Ed Driscoll

Untangling the Left's Sudden Obama Antipathy

Victor Davis Hanson threads the needle of why the left has abandoned Obama. (At least temporarily — as he writes, they’ll be back on the bandwagon next year. Where are they going to go?) As always, the ideology of liberalism / leftism / progressivism is never in question, but there’s also the extra tension for the left after so spectacularly misreading their man in advancing him to Godhood as a candidate, so the president himself must be blamed:

In other words, there is now an elite liberal effort to disentangle Obama from liberalism itself, and to suggest that his sagging polls are not a reflection of Obama’s breakneck efforts to take the country leftward—but either his inability or unwillingness to do so!

Partly the disappointment is understandably emotional. Just three years ago Obama was acclaimed as a once in a lifetime prophet of liberalism, whose own personal history, charisma, teleprompted eloquence and iconic identity might move a clearly center-right country hard leftward where it otherwise rarely wished to go.

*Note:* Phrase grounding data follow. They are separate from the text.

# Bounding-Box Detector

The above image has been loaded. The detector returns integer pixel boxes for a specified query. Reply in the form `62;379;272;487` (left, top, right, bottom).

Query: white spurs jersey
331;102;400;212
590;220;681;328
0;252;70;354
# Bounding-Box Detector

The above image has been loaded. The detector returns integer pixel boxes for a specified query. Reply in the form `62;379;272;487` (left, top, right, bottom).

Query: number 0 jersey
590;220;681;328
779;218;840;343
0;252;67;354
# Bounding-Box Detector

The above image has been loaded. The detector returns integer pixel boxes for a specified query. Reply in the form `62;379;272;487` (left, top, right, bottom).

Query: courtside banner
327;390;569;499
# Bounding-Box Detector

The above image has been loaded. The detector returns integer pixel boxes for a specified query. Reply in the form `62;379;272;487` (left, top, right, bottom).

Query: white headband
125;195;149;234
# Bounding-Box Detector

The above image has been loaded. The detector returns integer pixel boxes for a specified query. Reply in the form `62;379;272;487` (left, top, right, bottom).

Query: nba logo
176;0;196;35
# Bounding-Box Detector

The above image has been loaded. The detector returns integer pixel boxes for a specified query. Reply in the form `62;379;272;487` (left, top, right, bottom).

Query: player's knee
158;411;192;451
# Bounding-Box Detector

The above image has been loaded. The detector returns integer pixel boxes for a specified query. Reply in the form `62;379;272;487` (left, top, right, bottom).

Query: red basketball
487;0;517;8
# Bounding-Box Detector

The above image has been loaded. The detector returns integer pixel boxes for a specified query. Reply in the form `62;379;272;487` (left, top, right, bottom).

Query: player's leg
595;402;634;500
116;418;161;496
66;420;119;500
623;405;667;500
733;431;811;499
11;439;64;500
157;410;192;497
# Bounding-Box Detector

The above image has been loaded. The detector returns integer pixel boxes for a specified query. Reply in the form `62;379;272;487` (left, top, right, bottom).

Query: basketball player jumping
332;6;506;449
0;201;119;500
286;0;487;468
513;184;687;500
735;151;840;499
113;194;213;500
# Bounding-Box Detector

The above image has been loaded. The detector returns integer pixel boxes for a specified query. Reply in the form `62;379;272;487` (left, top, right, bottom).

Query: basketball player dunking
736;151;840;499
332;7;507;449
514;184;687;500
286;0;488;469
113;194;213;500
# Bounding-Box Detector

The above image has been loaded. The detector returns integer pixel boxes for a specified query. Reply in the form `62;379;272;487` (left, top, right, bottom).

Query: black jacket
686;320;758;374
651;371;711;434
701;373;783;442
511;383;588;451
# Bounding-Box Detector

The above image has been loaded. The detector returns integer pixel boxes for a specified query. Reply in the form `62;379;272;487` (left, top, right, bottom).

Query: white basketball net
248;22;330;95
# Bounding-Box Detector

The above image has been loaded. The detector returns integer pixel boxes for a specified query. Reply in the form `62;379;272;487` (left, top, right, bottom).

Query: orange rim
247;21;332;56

Partly, the anger is quite savvy: if one suddenly blames Obama the man, rather than Obama the ideologue, then his unpopularity is his own, not liberalism’s. There is a clever effort to raise the dichotomy of the inept Carter and the politically savvy Clinton, but in the most improbable fashion: Clinton supposedly was a success, not because he was personable, sometimes compromising, and often centrist, and Carter was a failure not because he was sanctimoniously and stubbornly ideological, but just the opposite: Clinton is now reinvented as the true liberal who succeeded because of his principled leftwing politics, Carter like Obama was a bumbling compromiser and waffler.

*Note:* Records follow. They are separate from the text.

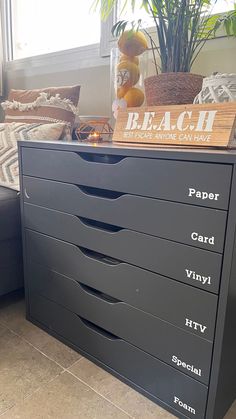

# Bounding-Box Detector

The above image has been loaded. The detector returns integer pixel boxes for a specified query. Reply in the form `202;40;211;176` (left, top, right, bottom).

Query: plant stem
143;28;159;74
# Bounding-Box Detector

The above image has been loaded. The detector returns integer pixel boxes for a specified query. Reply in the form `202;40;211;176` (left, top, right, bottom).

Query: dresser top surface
18;140;236;164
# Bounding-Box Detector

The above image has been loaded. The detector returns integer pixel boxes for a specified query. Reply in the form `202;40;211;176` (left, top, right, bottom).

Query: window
118;0;235;25
10;0;101;60
212;0;235;13
2;0;235;65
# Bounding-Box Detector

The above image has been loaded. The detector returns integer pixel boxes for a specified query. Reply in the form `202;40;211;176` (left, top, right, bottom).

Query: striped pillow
0;122;66;191
2;85;80;128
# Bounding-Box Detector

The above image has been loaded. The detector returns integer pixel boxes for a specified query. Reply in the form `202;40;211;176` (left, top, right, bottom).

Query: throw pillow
0;122;66;191
1;85;80;128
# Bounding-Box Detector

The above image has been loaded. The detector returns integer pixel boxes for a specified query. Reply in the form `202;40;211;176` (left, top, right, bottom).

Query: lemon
124;87;145;107
117;85;129;99
118;31;148;57
116;61;140;89
119;54;139;66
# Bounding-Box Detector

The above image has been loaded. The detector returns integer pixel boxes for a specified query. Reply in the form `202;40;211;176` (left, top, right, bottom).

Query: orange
116;85;129;99
116;60;140;88
118;30;148;57
119;54;139;66
124;87;145;107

As always with VDH, read the whole thing.

Related: “Obama’s Problem According To Maureen Dowd: No Villains,” Melissa Clouthier writes at Red State. Yes, like Pauline Kael, Maureen Dowd lives in a rather special fantasy world, too: “Who Obama thinks are his enemies are I don’t know. They’re outside my ken. But sometimes when I’m passing above flyover country I can feel them,” to Dowdify Kael’s most famous, if oft-misremembered quote.

Meanwhile, even more so than Dowd, fellow Timesperson Thomas Friedman reverts to fantasyland. Well, even more than he usually does, but with the same anti-democratic message as always.